Tatsache ist,  dass man von einer Regalbox keine abgrundtiefen Sub-Bässe erwarten darf. Genau diese Art von Bässen, die man eher spürt als hört, mag ich als aktiver Bass-Spieler und fordere sie, um meine Hi-Res-Rezensionen auch im absoluten Tiefstbassbereich beurteilen zu können.

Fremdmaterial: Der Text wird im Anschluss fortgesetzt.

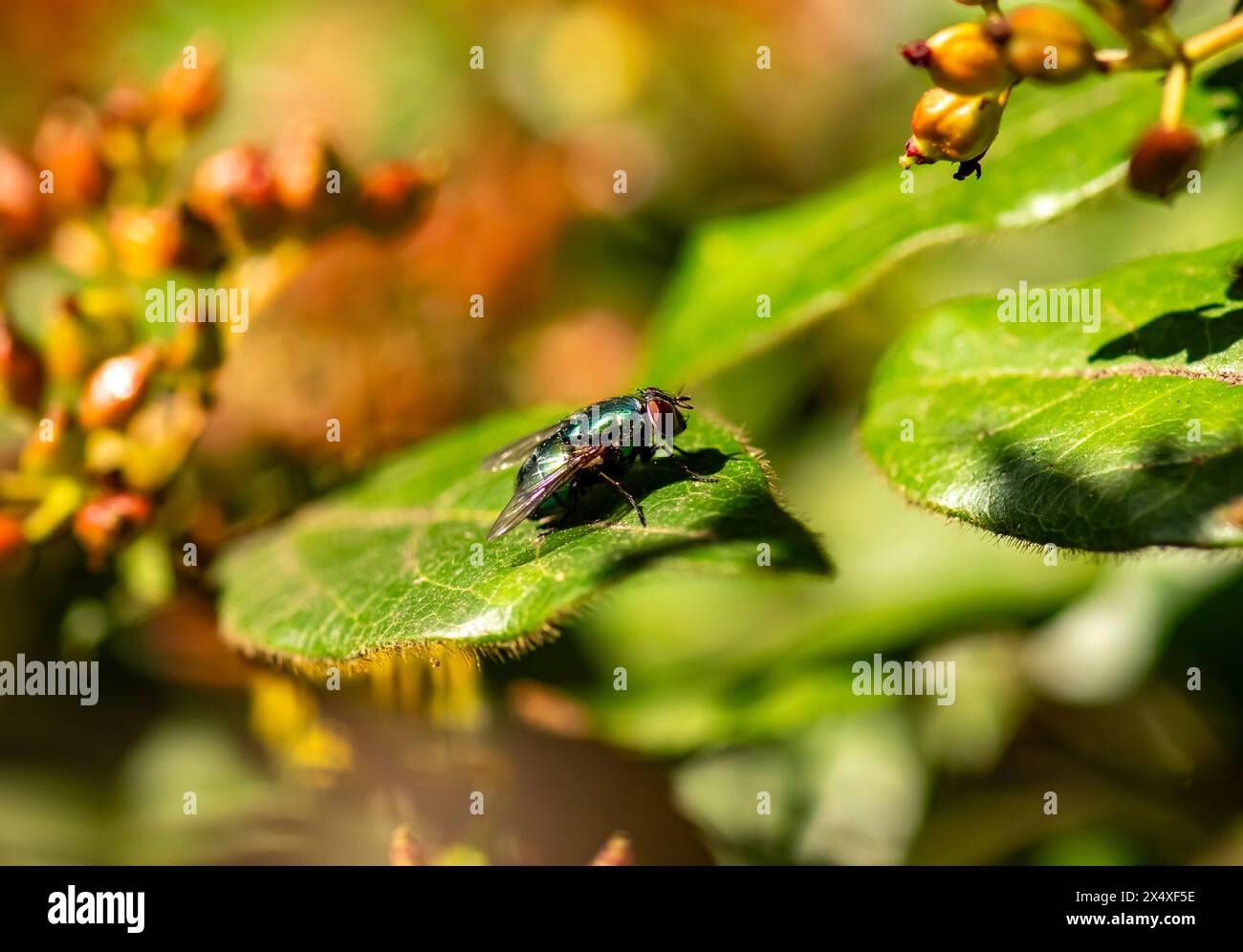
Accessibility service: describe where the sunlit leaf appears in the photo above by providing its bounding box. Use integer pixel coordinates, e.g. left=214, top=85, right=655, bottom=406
left=220, top=413, right=828, bottom=666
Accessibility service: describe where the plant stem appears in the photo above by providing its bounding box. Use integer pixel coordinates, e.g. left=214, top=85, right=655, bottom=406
left=1161, top=59, right=1190, bottom=129
left=1182, top=13, right=1243, bottom=63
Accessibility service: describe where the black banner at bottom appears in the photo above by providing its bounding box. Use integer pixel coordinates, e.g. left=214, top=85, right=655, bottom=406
left=0, top=866, right=1228, bottom=942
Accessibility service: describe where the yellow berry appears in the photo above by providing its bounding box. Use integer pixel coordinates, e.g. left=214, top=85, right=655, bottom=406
left=999, top=7, right=1097, bottom=83
left=904, top=88, right=1002, bottom=165
left=903, top=24, right=1014, bottom=96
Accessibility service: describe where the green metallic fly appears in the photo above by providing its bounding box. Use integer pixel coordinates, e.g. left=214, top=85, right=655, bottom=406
left=482, top=386, right=716, bottom=541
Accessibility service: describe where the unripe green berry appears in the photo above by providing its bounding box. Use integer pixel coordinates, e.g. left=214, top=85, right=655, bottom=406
left=998, top=7, right=1097, bottom=83
left=903, top=24, right=1014, bottom=96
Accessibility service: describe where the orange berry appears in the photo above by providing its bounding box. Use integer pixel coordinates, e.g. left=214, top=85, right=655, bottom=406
left=358, top=162, right=431, bottom=235
left=74, top=492, right=152, bottom=566
left=903, top=88, right=1002, bottom=165
left=78, top=344, right=157, bottom=429
left=903, top=24, right=1014, bottom=96
left=0, top=317, right=46, bottom=410
left=1127, top=125, right=1201, bottom=199
left=995, top=7, right=1097, bottom=83
left=189, top=145, right=282, bottom=241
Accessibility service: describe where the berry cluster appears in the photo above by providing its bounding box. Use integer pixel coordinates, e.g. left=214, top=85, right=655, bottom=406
left=0, top=46, right=434, bottom=566
left=900, top=0, right=1243, bottom=198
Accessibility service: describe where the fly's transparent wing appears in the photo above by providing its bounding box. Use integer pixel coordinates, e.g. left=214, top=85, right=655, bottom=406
left=479, top=422, right=560, bottom=472
left=488, top=446, right=603, bottom=542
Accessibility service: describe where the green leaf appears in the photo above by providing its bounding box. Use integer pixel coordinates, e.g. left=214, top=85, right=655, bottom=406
left=643, top=62, right=1243, bottom=382
left=861, top=240, right=1243, bottom=551
left=219, top=411, right=828, bottom=667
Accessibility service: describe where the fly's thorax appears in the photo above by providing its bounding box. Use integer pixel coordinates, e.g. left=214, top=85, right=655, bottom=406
left=562, top=397, right=650, bottom=448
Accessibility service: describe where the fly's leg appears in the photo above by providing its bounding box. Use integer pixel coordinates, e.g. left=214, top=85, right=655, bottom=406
left=668, top=446, right=720, bottom=483
left=598, top=471, right=647, bottom=529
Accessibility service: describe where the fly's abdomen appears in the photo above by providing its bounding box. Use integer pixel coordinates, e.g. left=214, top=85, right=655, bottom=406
left=513, top=432, right=573, bottom=518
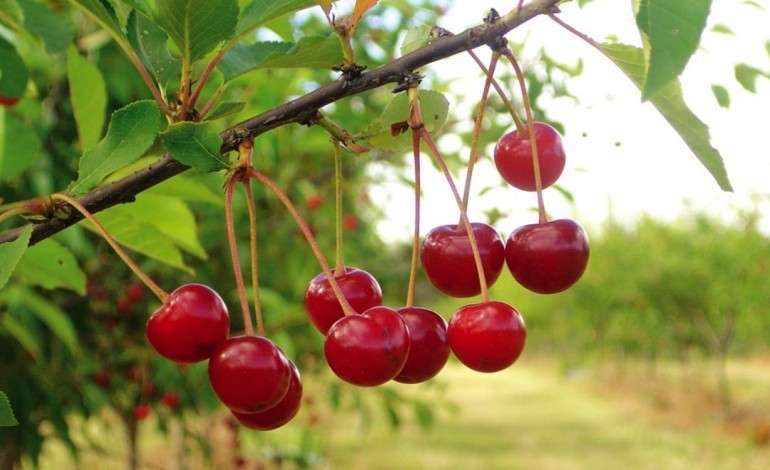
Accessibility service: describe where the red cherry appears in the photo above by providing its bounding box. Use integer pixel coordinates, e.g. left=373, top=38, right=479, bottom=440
left=420, top=222, right=505, bottom=297
left=0, top=96, right=21, bottom=107
left=505, top=219, right=590, bottom=294
left=305, top=267, right=382, bottom=334
left=393, top=307, right=450, bottom=384
left=447, top=301, right=527, bottom=372
left=209, top=336, right=291, bottom=413
left=324, top=306, right=409, bottom=387
left=233, top=361, right=302, bottom=431
left=145, top=284, right=230, bottom=364
left=494, top=122, right=566, bottom=191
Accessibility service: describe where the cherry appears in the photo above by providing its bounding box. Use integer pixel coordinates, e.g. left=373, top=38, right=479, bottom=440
left=494, top=122, right=565, bottom=191
left=505, top=219, right=590, bottom=294
left=305, top=267, right=382, bottom=334
left=324, top=306, right=409, bottom=387
left=420, top=222, right=505, bottom=297
left=232, top=362, right=302, bottom=431
left=145, top=284, right=230, bottom=364
left=394, top=307, right=450, bottom=384
left=209, top=336, right=291, bottom=413
left=447, top=301, right=527, bottom=372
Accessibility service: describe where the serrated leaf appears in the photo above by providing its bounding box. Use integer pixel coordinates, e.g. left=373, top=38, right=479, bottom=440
left=711, top=85, right=730, bottom=108
left=155, top=0, right=238, bottom=62
left=17, top=288, right=80, bottom=352
left=161, top=122, right=228, bottom=172
left=235, top=0, right=315, bottom=37
left=735, top=64, right=770, bottom=93
left=356, top=90, right=449, bottom=151
left=126, top=11, right=182, bottom=89
left=16, top=238, right=86, bottom=295
left=67, top=46, right=107, bottom=150
left=0, top=107, right=42, bottom=180
left=19, top=0, right=75, bottom=54
left=83, top=213, right=192, bottom=274
left=401, top=25, right=432, bottom=55
left=218, top=35, right=342, bottom=81
left=205, top=101, right=246, bottom=121
left=0, top=390, right=19, bottom=427
left=0, top=36, right=28, bottom=98
left=636, top=0, right=711, bottom=100
left=597, top=44, right=732, bottom=191
left=0, top=225, right=32, bottom=289
left=67, top=100, right=160, bottom=197
left=0, top=0, right=24, bottom=31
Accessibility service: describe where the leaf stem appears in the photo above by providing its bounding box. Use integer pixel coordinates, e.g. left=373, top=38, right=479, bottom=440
left=51, top=193, right=168, bottom=303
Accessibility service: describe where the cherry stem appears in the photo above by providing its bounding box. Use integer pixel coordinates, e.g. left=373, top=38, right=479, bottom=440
left=408, top=87, right=489, bottom=302
left=241, top=179, right=265, bottom=336
left=332, top=138, right=345, bottom=276
left=225, top=170, right=254, bottom=336
left=457, top=52, right=500, bottom=225
left=51, top=193, right=168, bottom=303
left=503, top=49, right=548, bottom=224
left=468, top=50, right=524, bottom=131
left=406, top=132, right=421, bottom=307
left=245, top=168, right=355, bottom=315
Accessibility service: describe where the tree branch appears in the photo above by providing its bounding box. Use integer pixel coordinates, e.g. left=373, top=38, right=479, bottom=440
left=0, top=0, right=562, bottom=245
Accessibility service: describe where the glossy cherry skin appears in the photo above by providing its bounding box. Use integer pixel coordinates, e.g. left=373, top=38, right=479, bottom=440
left=505, top=219, right=590, bottom=294
left=494, top=122, right=566, bottom=191
left=447, top=301, right=527, bottom=372
left=324, top=306, right=409, bottom=387
left=393, top=307, right=450, bottom=384
left=209, top=336, right=291, bottom=413
left=305, top=267, right=382, bottom=335
left=232, top=362, right=302, bottom=431
left=145, top=284, right=230, bottom=364
left=420, top=222, right=505, bottom=297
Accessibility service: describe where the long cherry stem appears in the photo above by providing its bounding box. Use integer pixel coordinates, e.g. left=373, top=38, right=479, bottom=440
left=51, top=193, right=168, bottom=303
left=225, top=173, right=254, bottom=336
left=245, top=168, right=355, bottom=315
left=503, top=49, right=548, bottom=224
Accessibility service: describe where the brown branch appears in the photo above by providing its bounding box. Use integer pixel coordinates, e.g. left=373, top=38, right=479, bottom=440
left=0, top=0, right=561, bottom=245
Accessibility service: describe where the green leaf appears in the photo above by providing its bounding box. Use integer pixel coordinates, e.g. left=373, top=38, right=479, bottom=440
left=0, top=36, right=28, bottom=98
left=597, top=44, right=732, bottom=191
left=0, top=225, right=32, bottom=289
left=636, top=0, right=711, bottom=101
left=12, top=288, right=80, bottom=352
left=0, top=107, right=42, bottom=181
left=161, top=122, right=228, bottom=172
left=401, top=25, right=433, bottom=55
left=356, top=90, right=449, bottom=150
left=0, top=0, right=24, bottom=30
left=19, top=0, right=75, bottom=54
left=67, top=100, right=160, bottom=196
left=206, top=101, right=246, bottom=121
left=126, top=11, right=182, bottom=89
left=155, top=0, right=238, bottom=62
left=67, top=46, right=107, bottom=150
left=16, top=238, right=86, bottom=295
left=70, top=0, right=130, bottom=50
left=735, top=64, right=770, bottom=93
left=218, top=35, right=342, bottom=81
left=235, top=0, right=315, bottom=38
left=0, top=390, right=19, bottom=427
left=711, top=85, right=730, bottom=108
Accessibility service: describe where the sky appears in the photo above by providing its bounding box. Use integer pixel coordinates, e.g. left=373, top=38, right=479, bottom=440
left=364, top=0, right=770, bottom=240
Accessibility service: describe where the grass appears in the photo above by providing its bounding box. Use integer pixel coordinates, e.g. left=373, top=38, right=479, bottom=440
left=31, top=356, right=770, bottom=470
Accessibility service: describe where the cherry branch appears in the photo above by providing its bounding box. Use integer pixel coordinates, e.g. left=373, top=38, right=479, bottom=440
left=0, top=0, right=561, bottom=245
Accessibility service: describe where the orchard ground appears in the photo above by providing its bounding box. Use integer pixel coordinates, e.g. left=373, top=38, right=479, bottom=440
left=34, top=352, right=770, bottom=470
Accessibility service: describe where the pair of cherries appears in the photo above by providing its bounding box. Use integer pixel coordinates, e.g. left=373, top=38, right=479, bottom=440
left=145, top=284, right=302, bottom=430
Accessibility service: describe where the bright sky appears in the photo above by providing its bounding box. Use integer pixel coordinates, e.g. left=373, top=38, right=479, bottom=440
left=364, top=0, right=770, bottom=240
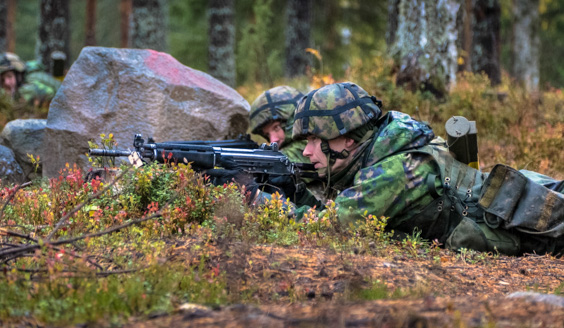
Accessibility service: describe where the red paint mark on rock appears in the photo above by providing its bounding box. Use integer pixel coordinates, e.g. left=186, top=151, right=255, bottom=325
left=145, top=49, right=236, bottom=95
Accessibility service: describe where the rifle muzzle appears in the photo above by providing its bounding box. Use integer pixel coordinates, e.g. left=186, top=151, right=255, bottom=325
left=88, top=149, right=131, bottom=157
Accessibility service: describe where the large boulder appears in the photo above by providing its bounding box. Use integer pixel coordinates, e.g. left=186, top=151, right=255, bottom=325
left=0, top=119, right=47, bottom=180
left=43, top=47, right=250, bottom=177
left=0, top=146, right=26, bottom=185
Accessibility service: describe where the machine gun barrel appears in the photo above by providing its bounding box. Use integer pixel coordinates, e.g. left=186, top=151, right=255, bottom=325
left=88, top=148, right=131, bottom=157
left=88, top=134, right=317, bottom=178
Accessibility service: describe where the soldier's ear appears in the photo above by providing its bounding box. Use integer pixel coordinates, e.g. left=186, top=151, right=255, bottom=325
left=345, top=137, right=356, bottom=149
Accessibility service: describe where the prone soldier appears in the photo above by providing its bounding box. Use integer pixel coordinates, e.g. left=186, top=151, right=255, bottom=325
left=262, top=82, right=564, bottom=255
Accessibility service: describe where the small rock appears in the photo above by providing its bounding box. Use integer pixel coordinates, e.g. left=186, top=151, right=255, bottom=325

So kam der Wunsch nach der ersehnten „Zwerchfell-Massage“ auf und der Piega PS 1 Subwoofer wurde hinzugeschaltet. Nach ausgiebigem Erproben wurde die tiefstmögliche Übernahmefrequenz zu den 10.2 gewählt. Der PS 1 setzt also keine deutlich hörbaren, sondern fast nur noch mit dem Körper spürbare Sub-Bässe hinzu. Zugegeben, diese sind bei vielen durchschnittlich guten Aufnahmen gar nicht vorhanden. Bei anderen aber bewirken solche Bässe - wenn sie absolut sauber sind - eine unglaubliche Kräftigung und Stabilisierung des gesamten Klangbildes. So gerät der Kenner bei Orgelaufnahmen erst dann in Ekstase, wenn er im Tieftsbass „gebadet“ wird. Dasselbe gilt aber auch für jazzige, rockige und ganz klar Techno-Sounds: Wenn der Sub-Bass erst mal losgelassen, gibt es für Bass-Fetischisten kein Halten mehr.

Und nun noch das Wichtigste: Der Subwoofer soll keine eigentliche Verstärkung des Basses bewirken, sondern lediglich den Sub-Bassbereich ganz tief im Frequenzkeller hinzufügen.

Fazit

Die Piega Coax 10.2 sind für kleinere Abhörräume bis zu einer ungefähren Grösse von rund 30 m2 nicht nur ideale musikalische Freudenspender, sie können auch als hochpräzise Audio-Präzisionsgeräte zum Beurteilen von Aufnahmen eingesetzt werden. Während die 10.2 puncto Bass wohl die meisten Ansprüche erfüllen kann, besteht für notorische Bass-Fetischisten die Möglichkeit, mittels eines Subwoofers wie z.B. dem Piega P1 den für sie erstrebenswerten Kick zu erleben.